Он напился впервые. Водка ослабила его тело, но не погасила сознания, и в голове стучал вопрос:

«Пьян? Пьян?»

Его смущали ласки матери и трогала печаль в ее глазах. Хотелось плакать, и, чтобы подавить это желание, он старался притвориться более пьяным, чем был.

А мать гладила рукой его потные, спутанные волосы и тихо говорила:

— Не надо бы этого тебе…

Его начало тошнить. После бурного припадка рвоты мать уложила его в постель, накрыв бледный лоб мокрым полотенцем. Он немного отрезвел, но все под ним и вокруг него волнообразно качалось, у него отяжелели веки, и, ощущая во рту скверный, горький вкус, он смотрел сквозь ресницы на большое лицо матери и бессвязно думал:

«Видно, рано еще мне. Другие пьют и — ничего, а меня тошнит…»

Откуда-то издали доносился мягкий голос матери:

— Каким кормильцем ты будешь мне, если пить начнешь…

Плотно закрыв глаза, он сказал:

— Все пьют…

Мать тяжело вздохнула. Он был прав. Она сама знала, что, кроме кабака, людям негде почерпнуть радости. Но все-таки сказала:

— А ты — не пей! За тебя, сколько надо, отец выпил. И меня он намучил довольно… так уж ты бы пожалел мать-то, а?

Слушая печальные, мягкие слова, Павел вспоминал, что при жизни отца мать была незаметна в доме, молчалива и всегда жила в тревожном ожидании побоев. Избегая встреч с отцом, он мало бывал дома последнее время, отвык от матери и теперь, постепенно трезвея, пристально смотрел на нее.

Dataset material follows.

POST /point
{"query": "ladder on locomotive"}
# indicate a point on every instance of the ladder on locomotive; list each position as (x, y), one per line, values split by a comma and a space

Была она высокая, немного сутулая, ее тело, разбитое долгой работой и побоями мужа, двигалось бесшумно и как-то боком, точно она всегда боялась задеть что-то. Широкое, овальное лицо, изрезанное морщинами и одутловатое, освещалось темными глазами, тревожно-грустными, как у большинства женщин в слободке. Над правой бровью был глубокий шрам, он немного поднимал бровь кверху, казалось, что и правое ухо у нее выше левого, это придавало ее лицу такое выражение, как будто она всегда пугливо прислушивалась. В густых темных волосах блестели седые пряди. Вся она была мягкая, печальная, покорная…

И по щекам ее медленно текли слезы.

— Не плачь! — тихо попросил сын. — Дай мне пить.